Thank the authors fot the detailed response. My concerns have been sovled well and I will consider to improve my rating score. Furthermore, I hope authors to provide more implementation and experimental details in the next version.

评论

Thank you for your timely response! We are pleased to hear that our rebuttal has addressed your concerns well, and we appreciate your consideration of improving the rating. We will carefully revise the paper in accordance with your valuable suggestions, including (but not limited to) adding experiments presented in the rebuttal to further evaluate model generalization on additional online and offline benchmarks, incorporating more baselines, and conducting extended ablation studies. We will also improve the clarity of the implementation and experimental details.

In response to your further suggestion for clarification on the implementation and experimental setups, we provide a concise summary below. More detailed information will be added to the main paper:

  • VideoLLM-Eye: Detailed training implementation is provided in Appendix E: Training Implementation Detail of our submission.
  • OvObench and QaEgo4D: Evaluations on these benchmarks were conducted under zero-shot testing.
  • LiveCC-EyeWO: We fine-tuned the LiveCC model using LoRA. The training data consists of the ESTP-IT 80K dataset and 30K QA pairs randomly sampled (due to time constraints) from the LLaVA-Video-137k dataset, which is part of LiveCC’s original training set.

In addition, we will open-source the entire project, including ESTP-Bench and VideoLLM-EyeWO, covering training data, implement details, and model weights.

Thank you again for your constructive feedback and consideration to raise our paper’s rating!

评论

Dear Reviewer Cx8y,

This is the last call for author-reviewer discussion, which will ends on Aug 8. Could you please read authors' rebuttal and confirm whether your concerns have been addressed asap? Thank you.

评论

Dear Reviewers,

This paper received a range of ratings prior to the rebuttal i.e., Borderline Reject / Borderline Accept / Reject.

Now that the author response is available, please take this opportunity to assess whether your concerns have been adequately addressed.
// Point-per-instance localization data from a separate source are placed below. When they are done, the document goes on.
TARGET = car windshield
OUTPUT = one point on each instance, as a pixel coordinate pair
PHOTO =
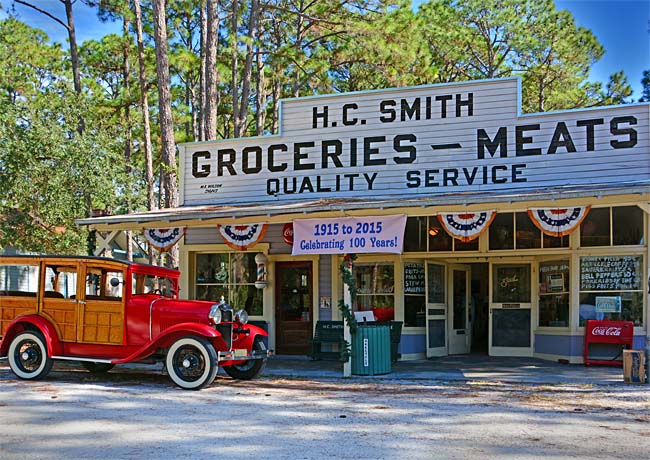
(149, 284)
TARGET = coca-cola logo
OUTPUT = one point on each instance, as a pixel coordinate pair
(287, 233)
(603, 330)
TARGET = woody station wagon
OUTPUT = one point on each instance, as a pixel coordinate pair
(102, 312)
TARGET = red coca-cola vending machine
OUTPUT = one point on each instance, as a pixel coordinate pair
(606, 340)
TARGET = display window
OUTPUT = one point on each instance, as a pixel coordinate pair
(375, 284)
(554, 293)
(230, 276)
(611, 288)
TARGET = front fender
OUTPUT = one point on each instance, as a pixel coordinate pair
(170, 335)
(24, 323)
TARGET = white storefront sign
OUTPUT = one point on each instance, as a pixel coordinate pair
(418, 142)
(383, 234)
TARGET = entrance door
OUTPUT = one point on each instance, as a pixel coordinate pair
(293, 307)
(436, 311)
(511, 331)
(459, 295)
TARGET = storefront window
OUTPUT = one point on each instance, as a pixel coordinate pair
(554, 293)
(627, 223)
(611, 287)
(375, 289)
(516, 231)
(414, 294)
(231, 276)
(415, 234)
(511, 283)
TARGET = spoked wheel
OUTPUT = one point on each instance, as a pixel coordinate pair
(251, 368)
(97, 368)
(28, 357)
(192, 363)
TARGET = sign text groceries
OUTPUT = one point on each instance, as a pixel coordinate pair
(324, 165)
(383, 234)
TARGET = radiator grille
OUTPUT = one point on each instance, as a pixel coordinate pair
(226, 332)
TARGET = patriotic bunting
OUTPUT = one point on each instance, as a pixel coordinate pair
(466, 226)
(558, 222)
(242, 237)
(164, 238)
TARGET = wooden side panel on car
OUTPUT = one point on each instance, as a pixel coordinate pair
(63, 313)
(102, 321)
(15, 304)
If not, feel free to request clarifications or engage further with the authors.

最终决定

This paper introduces a proactive ego-centric Video-LLM framework for streaming video understanding, enabling real-time processing through a novel mechanism that anticipates future frames while maintaining temporal coherence.
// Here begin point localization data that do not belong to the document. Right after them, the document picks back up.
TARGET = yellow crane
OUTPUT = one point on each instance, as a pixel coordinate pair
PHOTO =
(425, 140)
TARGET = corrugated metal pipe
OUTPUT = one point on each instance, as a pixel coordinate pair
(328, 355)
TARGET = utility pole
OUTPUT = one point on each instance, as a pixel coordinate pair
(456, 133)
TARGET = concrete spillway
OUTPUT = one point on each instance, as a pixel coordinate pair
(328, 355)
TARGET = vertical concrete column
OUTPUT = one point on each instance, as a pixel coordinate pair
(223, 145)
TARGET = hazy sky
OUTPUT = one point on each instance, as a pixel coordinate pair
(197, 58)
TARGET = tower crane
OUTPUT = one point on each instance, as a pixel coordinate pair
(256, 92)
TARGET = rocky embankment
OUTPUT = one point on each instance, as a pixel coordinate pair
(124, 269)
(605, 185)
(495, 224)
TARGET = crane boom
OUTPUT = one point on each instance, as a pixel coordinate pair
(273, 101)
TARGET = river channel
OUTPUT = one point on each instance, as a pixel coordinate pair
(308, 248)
Reviewers agree that the work addresses an important and timely problem of efficient streaming video understanding, offering strong technical contributions, solid experiments, and meaningful improvements over existing baselines.
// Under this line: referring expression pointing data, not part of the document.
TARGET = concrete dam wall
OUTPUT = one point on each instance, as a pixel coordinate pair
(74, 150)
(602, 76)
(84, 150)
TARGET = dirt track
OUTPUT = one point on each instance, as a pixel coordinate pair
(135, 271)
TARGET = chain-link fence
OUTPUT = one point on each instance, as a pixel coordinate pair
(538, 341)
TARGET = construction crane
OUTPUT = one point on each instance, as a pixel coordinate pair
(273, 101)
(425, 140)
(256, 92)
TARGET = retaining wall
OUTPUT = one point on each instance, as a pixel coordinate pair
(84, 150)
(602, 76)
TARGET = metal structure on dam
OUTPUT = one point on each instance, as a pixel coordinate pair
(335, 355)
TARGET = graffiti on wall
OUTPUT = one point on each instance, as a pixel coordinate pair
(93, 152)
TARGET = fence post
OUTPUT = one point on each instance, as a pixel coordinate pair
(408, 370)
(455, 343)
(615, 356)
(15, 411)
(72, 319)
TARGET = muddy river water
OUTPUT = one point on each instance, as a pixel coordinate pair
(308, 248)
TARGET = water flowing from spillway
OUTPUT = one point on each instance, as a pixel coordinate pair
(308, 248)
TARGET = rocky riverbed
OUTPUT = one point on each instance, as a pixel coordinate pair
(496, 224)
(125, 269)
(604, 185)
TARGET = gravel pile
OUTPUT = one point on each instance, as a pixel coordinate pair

Strengths include the originality of the proactive streaming design, clear motivation, and comprehensive evaluation across diverse tasks. Weaknesses mainly concern limited analysis of scalability and ablation depth, as well as the need for clearer articulation of broader applicability beyond ego-centric scenarios, which should be included in a revision.

The rebuttal period saw constructive responses that addressed concerns to a reasonable extent. Finally, all reviewers voted for accept, though they suggested clarifying broader impact and extending empirical validation. Given the novelty, rigor, and potential impact on the growing field of streaming multimodal agents, I recommend acceptance (poster).